July 30 (Bloomberg) -- Weir Group Plc, the U.K.’s biggest supplier of pressure pumps, gained the most in a month after saying full-year revenue from its oil and gas division will be better than previously forecast.
“With order momentum picking up in Oil & Gas, we think the division is well positioned for 2014,” Bank of America Merrill Lynch analysts including Alex Toms wrote in a note to clients. “With the stock one of the cheapest in the sector we retain our buy.”
Weir rose as much as 4.4 percent, the biggest intraday increase since June 27. The stock traded 3.7 percent higher at 2,154 pence at 3:39 p.m. in London, giving the company a market value of 4.6 billion pounds ($7 billion).

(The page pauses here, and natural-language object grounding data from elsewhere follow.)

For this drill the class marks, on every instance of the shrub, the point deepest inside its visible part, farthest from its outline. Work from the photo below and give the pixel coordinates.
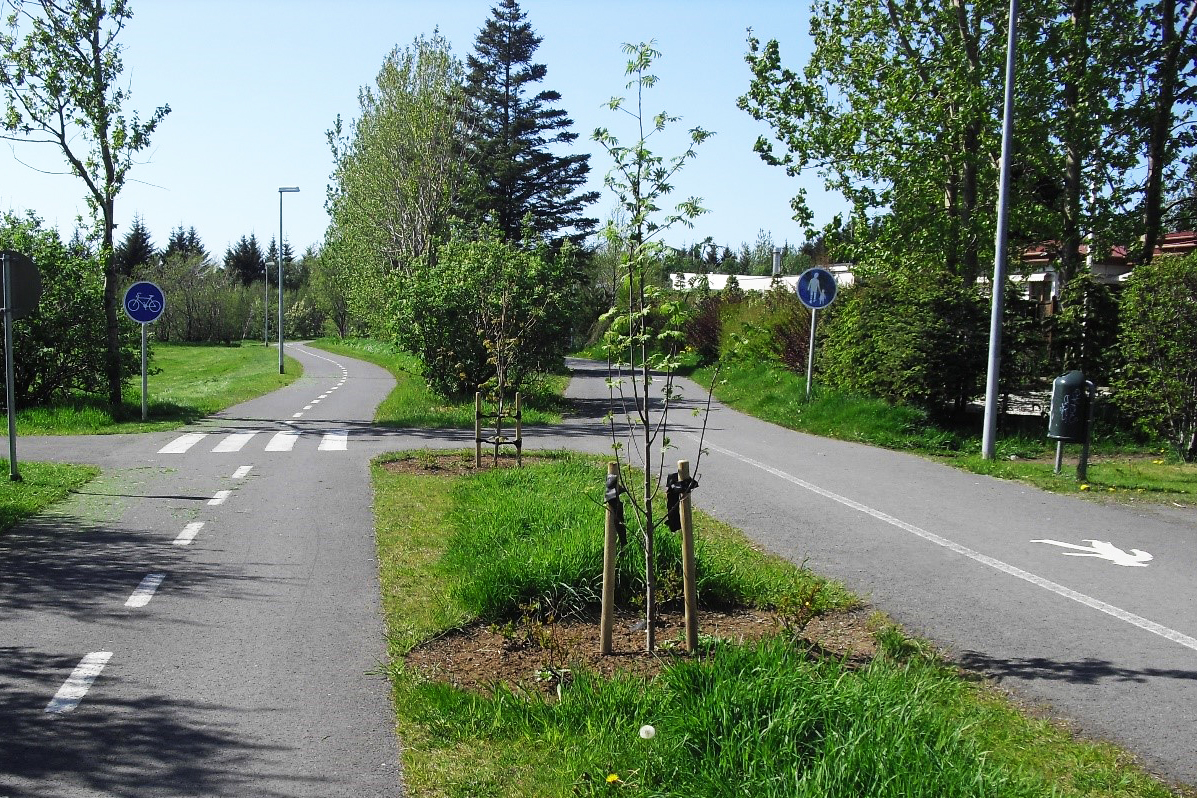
(485, 314)
(1156, 384)
(912, 334)
(59, 349)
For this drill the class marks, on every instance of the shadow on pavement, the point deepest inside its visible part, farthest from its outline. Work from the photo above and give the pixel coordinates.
(1083, 671)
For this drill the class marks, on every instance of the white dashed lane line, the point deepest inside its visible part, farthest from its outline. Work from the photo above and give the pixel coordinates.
(334, 442)
(79, 682)
(146, 590)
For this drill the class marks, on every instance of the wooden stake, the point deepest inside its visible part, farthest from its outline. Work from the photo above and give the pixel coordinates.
(688, 570)
(478, 430)
(518, 431)
(607, 617)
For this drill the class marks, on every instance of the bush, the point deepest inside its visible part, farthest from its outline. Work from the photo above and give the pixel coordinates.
(59, 351)
(485, 314)
(913, 334)
(1156, 384)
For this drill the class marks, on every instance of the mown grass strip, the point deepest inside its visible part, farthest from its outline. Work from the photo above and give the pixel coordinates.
(41, 485)
(763, 719)
(413, 404)
(187, 382)
(1117, 470)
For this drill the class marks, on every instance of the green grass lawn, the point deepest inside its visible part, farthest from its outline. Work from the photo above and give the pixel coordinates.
(192, 381)
(1117, 470)
(753, 719)
(41, 485)
(413, 404)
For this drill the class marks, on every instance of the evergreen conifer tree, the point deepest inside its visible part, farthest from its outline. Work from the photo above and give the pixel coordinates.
(135, 250)
(184, 242)
(244, 260)
(514, 134)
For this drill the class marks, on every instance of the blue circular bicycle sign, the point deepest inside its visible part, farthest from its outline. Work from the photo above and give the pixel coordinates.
(144, 302)
(816, 288)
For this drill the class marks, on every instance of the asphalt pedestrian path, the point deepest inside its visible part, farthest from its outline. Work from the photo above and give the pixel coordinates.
(212, 601)
(1083, 608)
(204, 620)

Full-year revenue from oil and gas will probably be “slightly better” than previous expectations, supported by higher pressure-pumping sales, the Glasgow, Scotland-based company said today in a statement. First-half orders at the minerals division rose from the second-half of last year amid more projects on underused or abandoned land.

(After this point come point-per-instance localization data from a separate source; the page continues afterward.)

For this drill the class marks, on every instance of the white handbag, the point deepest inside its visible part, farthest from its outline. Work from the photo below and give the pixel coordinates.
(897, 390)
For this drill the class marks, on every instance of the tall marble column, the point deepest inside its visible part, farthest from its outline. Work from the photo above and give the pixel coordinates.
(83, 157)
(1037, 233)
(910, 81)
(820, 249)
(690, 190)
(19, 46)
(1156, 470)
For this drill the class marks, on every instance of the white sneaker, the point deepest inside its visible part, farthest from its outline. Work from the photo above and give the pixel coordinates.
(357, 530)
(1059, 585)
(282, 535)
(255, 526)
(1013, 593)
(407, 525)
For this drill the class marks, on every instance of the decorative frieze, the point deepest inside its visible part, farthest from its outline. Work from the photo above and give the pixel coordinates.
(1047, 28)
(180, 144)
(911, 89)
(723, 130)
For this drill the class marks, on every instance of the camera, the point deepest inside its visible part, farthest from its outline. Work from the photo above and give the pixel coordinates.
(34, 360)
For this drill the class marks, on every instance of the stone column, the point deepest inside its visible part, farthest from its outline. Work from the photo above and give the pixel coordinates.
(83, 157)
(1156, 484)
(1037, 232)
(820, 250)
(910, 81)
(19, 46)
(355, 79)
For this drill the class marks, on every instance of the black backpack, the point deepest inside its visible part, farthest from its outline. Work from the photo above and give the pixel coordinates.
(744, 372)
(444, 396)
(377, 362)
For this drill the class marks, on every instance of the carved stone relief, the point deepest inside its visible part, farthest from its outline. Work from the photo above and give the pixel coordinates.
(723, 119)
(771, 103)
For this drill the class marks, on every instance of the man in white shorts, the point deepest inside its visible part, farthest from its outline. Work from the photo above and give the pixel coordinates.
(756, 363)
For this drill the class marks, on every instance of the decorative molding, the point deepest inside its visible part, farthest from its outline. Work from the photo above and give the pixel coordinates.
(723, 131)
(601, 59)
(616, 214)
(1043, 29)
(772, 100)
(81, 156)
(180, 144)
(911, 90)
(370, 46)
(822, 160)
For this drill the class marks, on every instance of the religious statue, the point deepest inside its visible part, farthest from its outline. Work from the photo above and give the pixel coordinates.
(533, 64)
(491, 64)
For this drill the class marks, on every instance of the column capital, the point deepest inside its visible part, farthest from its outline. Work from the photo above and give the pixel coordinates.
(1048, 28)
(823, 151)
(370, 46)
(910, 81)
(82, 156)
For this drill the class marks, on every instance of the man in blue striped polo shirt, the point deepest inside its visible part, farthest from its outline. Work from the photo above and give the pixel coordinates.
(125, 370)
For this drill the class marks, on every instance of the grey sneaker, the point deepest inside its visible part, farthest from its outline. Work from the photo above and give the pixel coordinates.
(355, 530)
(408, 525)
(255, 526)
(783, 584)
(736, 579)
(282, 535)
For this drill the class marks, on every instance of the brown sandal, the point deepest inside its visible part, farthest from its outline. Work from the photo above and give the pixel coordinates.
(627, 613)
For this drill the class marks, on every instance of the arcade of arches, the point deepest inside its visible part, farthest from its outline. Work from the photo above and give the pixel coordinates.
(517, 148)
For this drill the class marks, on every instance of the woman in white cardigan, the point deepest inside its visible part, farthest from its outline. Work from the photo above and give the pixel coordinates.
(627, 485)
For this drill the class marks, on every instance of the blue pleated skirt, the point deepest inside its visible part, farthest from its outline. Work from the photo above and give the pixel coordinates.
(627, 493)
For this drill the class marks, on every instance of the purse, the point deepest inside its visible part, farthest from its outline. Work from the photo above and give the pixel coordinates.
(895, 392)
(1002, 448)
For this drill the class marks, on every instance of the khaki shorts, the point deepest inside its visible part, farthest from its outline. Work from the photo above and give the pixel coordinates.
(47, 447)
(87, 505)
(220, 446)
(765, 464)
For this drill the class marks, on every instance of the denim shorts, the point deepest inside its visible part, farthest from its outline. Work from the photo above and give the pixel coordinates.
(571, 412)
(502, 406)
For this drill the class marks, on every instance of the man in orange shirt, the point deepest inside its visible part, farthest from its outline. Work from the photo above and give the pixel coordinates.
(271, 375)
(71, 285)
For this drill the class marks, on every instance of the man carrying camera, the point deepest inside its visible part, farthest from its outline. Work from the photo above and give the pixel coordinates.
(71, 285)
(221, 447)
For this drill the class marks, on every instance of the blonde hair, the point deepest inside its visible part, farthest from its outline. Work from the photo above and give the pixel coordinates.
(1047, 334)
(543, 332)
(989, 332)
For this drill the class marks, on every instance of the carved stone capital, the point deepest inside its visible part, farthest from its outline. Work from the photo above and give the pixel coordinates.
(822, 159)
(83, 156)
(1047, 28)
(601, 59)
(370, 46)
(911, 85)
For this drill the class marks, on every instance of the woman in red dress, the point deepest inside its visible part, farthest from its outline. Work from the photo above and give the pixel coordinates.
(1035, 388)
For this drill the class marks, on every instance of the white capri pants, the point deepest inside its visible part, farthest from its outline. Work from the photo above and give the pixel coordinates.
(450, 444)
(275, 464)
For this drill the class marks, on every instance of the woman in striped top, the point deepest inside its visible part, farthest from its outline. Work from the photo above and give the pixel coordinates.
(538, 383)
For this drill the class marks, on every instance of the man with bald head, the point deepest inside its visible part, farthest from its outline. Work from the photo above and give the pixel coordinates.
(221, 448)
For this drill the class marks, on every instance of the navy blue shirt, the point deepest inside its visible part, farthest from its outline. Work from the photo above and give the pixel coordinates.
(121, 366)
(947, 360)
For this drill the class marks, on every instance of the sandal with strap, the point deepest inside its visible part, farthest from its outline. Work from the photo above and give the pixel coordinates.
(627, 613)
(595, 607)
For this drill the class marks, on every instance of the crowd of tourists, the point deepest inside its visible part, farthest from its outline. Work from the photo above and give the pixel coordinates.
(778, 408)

Weir, the largest supplier of hydraulic fracturing, or fracking, equipment in the oil industry, boosted after-market sales by 9 percent in the first half compared with the same period a year earlier. The company’s order book grew 13 percent compared to the second half of last year.
First-half revenue fell 10 percent to 1.2 billion pounds compared with the same period a year earlier, the company said in the statement. Operating profit, adjusted to exclude exceptional items and intangibles amortization, slid 12 percent compared with the same period a year earlier.
Whether destocking and project delays which hit first-half revenue are “just blips or something more structural” will determine how the company performs after the second half, said Harry Philips, an analyst at Oriel Securities Ltd.
Assuming a continued recovery in the oil and gas division and no further delays in mining markets, Weir should meet “full-year expectations and continue to expect to deliver low single digit revenue growth and broadly stable margins on 2012,” Chief Executive Officer Keith Cochrane told reporters on a conference call.
A U.S. federal antitrust probe into competitors Halliburton Co. and Baker Hughes Inc. relating to pressure-pumping services, which include fracking, has put the $36 billion industry under increased regulatory pressure. The Justice Department confirmed the probe, and gave no details about what it’s looking into.